Folks Waggin'

 

During booming economies, advertising gets frolicsome, presumably because there's enough down-and-dirty sales to go around. During tough economies, advertising reverts. To paraphrase Hunter Thompson, when the going gets stupid, the stupid turn pro.

Exhibit A: Volkswagen. No later than two years ago, VW advertised with obscure kitschy 70s and 80s pop tunes and fanciful comic-strip stories. Remember the two kids picking up the stinky couch to the tones of "da-da-da--da--da..."? Gone. How about the blonde chicky whose serial beaux and serial hairstyles played out to The Tom-Tom Club's "My Boyfriend"? Splitsville.

VW is looking, rather late in the game, to break into the SUV market with their new Scheissewagen (or whatever it's called). In the TV spots, we're told nothing about the vehicle, of course. Instead, we're treated to phony auditions for actors in the commercials. Somebody in an ad agency thought this was clever: the car isn't on the market yet, so the ads aren't out yet either, hence what the ads show are auditions for ads that haven't been made for a car that hasn't been manufactured for a market that hasn't been tested. And on my viewing of the ads, I'd say that's about right - these ads clearly haven't been put together.

To make them quasi-realistic, the auditions are shown in somewhat dim light (for an ad anyway) and not quite in good focus. The various actors in the commercials sit in a straight-backed chair against a wall and are given prompts from an off-camera voice (presumably the casting director) to act like they're driving the SUV through various difficult terrains and situations. The actors also bounce in the seat a bit. But if the ad agency really wanted realism, they should have had them act out the kinds of scenarios in which SUVs are most often found, for instance, being driven way too fast, weaving through five lanes of heavy traffic, nearly tipping over onto a hapless Honda civic.

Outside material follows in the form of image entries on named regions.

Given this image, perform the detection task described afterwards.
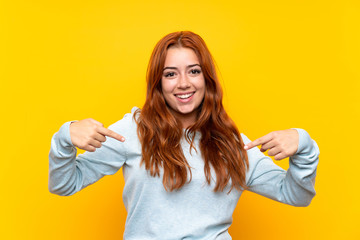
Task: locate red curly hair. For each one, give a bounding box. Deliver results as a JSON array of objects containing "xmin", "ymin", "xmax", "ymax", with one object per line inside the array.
[{"xmin": 134, "ymin": 31, "xmax": 249, "ymax": 192}]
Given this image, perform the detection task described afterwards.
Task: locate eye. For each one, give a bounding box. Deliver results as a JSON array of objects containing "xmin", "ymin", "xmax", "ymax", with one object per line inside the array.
[
  {"xmin": 164, "ymin": 72, "xmax": 175, "ymax": 77},
  {"xmin": 190, "ymin": 69, "xmax": 201, "ymax": 74}
]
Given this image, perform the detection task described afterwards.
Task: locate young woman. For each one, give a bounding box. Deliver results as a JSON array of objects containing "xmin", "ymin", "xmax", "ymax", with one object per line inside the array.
[{"xmin": 49, "ymin": 31, "xmax": 319, "ymax": 240}]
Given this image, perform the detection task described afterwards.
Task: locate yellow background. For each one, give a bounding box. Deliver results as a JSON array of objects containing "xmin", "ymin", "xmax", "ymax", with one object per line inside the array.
[{"xmin": 0, "ymin": 0, "xmax": 360, "ymax": 239}]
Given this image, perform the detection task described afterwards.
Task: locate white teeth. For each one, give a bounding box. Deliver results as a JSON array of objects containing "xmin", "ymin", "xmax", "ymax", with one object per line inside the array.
[{"xmin": 176, "ymin": 93, "xmax": 194, "ymax": 99}]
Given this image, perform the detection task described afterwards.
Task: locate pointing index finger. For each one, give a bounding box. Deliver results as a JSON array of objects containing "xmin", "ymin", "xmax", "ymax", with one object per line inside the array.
[
  {"xmin": 244, "ymin": 134, "xmax": 271, "ymax": 150},
  {"xmin": 99, "ymin": 127, "xmax": 125, "ymax": 142}
]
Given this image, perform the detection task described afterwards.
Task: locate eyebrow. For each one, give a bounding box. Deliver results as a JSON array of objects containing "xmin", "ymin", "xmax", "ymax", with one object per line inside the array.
[{"xmin": 163, "ymin": 63, "xmax": 201, "ymax": 71}]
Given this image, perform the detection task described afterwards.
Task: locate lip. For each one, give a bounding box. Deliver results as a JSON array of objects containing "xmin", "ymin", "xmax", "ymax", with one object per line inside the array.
[
  {"xmin": 174, "ymin": 91, "xmax": 196, "ymax": 103},
  {"xmin": 174, "ymin": 91, "xmax": 196, "ymax": 96}
]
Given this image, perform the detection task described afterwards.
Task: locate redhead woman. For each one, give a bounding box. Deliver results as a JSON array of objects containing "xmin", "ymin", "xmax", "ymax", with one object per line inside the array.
[{"xmin": 49, "ymin": 31, "xmax": 320, "ymax": 240}]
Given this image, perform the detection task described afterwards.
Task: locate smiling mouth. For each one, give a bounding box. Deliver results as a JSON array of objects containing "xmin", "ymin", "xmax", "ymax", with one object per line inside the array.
[{"xmin": 175, "ymin": 92, "xmax": 195, "ymax": 99}]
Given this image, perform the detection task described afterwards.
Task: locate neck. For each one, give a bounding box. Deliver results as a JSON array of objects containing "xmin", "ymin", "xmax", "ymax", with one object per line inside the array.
[{"xmin": 170, "ymin": 109, "xmax": 197, "ymax": 129}]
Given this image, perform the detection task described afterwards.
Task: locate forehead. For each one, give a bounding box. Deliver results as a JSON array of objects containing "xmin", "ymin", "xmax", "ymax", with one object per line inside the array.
[{"xmin": 165, "ymin": 47, "xmax": 199, "ymax": 66}]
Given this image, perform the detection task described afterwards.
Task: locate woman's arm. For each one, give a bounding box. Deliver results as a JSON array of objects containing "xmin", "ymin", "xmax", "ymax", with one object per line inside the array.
[
  {"xmin": 242, "ymin": 128, "xmax": 320, "ymax": 206},
  {"xmin": 48, "ymin": 114, "xmax": 131, "ymax": 196}
]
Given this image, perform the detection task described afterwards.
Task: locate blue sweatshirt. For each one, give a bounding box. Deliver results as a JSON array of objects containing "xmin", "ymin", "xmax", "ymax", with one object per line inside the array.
[{"xmin": 49, "ymin": 107, "xmax": 320, "ymax": 240}]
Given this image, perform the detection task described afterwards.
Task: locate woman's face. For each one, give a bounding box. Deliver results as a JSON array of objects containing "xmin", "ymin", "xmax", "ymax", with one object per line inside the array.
[{"xmin": 161, "ymin": 47, "xmax": 205, "ymax": 128}]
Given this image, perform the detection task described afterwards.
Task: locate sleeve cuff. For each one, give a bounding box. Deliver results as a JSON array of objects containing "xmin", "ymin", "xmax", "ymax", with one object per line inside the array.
[
  {"xmin": 58, "ymin": 120, "xmax": 77, "ymax": 148},
  {"xmin": 292, "ymin": 128, "xmax": 312, "ymax": 154}
]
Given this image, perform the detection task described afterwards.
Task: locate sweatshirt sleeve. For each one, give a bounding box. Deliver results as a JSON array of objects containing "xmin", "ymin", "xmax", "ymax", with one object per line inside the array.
[
  {"xmin": 242, "ymin": 128, "xmax": 320, "ymax": 207},
  {"xmin": 48, "ymin": 111, "xmax": 131, "ymax": 196}
]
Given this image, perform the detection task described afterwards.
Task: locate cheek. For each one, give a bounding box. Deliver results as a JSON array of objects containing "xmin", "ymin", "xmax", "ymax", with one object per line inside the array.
[{"xmin": 161, "ymin": 79, "xmax": 175, "ymax": 94}]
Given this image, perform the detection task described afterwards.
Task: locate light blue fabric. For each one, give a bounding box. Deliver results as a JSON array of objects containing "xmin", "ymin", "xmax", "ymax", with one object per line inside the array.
[{"xmin": 49, "ymin": 107, "xmax": 320, "ymax": 240}]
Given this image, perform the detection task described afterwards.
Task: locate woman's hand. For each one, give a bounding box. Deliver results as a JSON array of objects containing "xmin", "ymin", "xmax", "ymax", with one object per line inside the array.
[
  {"xmin": 70, "ymin": 118, "xmax": 125, "ymax": 152},
  {"xmin": 244, "ymin": 129, "xmax": 299, "ymax": 160}
]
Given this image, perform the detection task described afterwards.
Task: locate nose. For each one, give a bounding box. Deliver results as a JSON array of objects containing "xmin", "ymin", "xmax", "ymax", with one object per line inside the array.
[{"xmin": 178, "ymin": 75, "xmax": 190, "ymax": 89}]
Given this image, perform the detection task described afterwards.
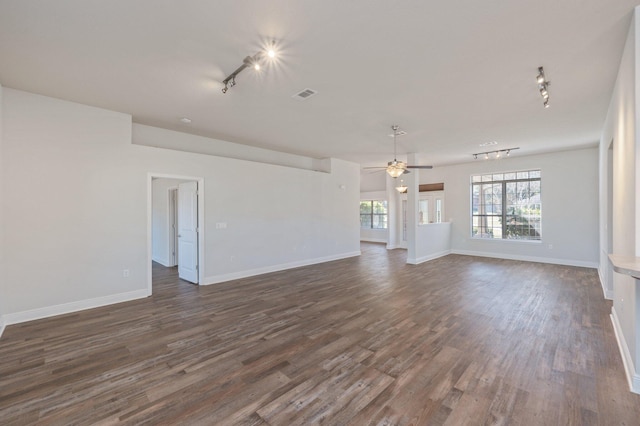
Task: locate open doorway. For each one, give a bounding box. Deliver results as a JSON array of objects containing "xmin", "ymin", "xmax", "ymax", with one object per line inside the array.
[{"xmin": 147, "ymin": 173, "xmax": 204, "ymax": 294}]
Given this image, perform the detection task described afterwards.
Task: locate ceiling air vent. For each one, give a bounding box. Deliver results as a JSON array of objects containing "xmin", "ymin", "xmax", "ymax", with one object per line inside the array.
[{"xmin": 291, "ymin": 89, "xmax": 318, "ymax": 101}]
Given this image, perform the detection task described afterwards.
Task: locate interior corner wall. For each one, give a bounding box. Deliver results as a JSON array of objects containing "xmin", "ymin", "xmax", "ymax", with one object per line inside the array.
[
  {"xmin": 151, "ymin": 178, "xmax": 185, "ymax": 266},
  {"xmin": 420, "ymin": 146, "xmax": 599, "ymax": 268},
  {"xmin": 599, "ymin": 8, "xmax": 640, "ymax": 392},
  {"xmin": 0, "ymin": 84, "xmax": 7, "ymax": 336},
  {"xmin": 0, "ymin": 88, "xmax": 360, "ymax": 324}
]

This is as brazen and pure an ad campaign as there ever was. We are not only not told anything relevant about the product, we're not even shown the bloody thing, so what's being sold is the sell itself. Consuming is the aim and desire represented here, as though the Volkswagen people are going through a Scarlet O'Hara moment: as God is their witness, they'll never be undersold again!

But I shouldn't give them too much credit. Many companies have advertised products that haven't been released yet. It's the basic premise of movie trailers, after all. What they're selling isn't an SUV, it's the SUV yet to come, the ghost of SUVs future. An old advertising saw says "don't sell the steak, sell the sizzle." VW isn't selling the sizzle, they're selling the promise of the sizzle. This messianic turn isn't limited to VW ads, either. The reason should be obvious. Capitalism, as a system of economic life, depends on believing in future rewards. If you work, you'll be rewarded. If you invest, you'll be rewarded. If you buy, you'll be rewarded. That capitalism delivers so infrequently on this promise doesn't matter because the true measure of capitalism's success isn't increasing wealth or the advancement of social benefit via the "invisible hand," but this belief itself. It's a religion - a phony, artificial, secular, crass religion, founded on the notion that capital will provide.

The problem here is, VW is selling short. Who would believe in an SUV, let alone a savior, pitched by these goofballs? If only Patrick Stewart provided the voice-over for these ads, we could say they were hoist on their own Picards. That's as good a joke as they deserve.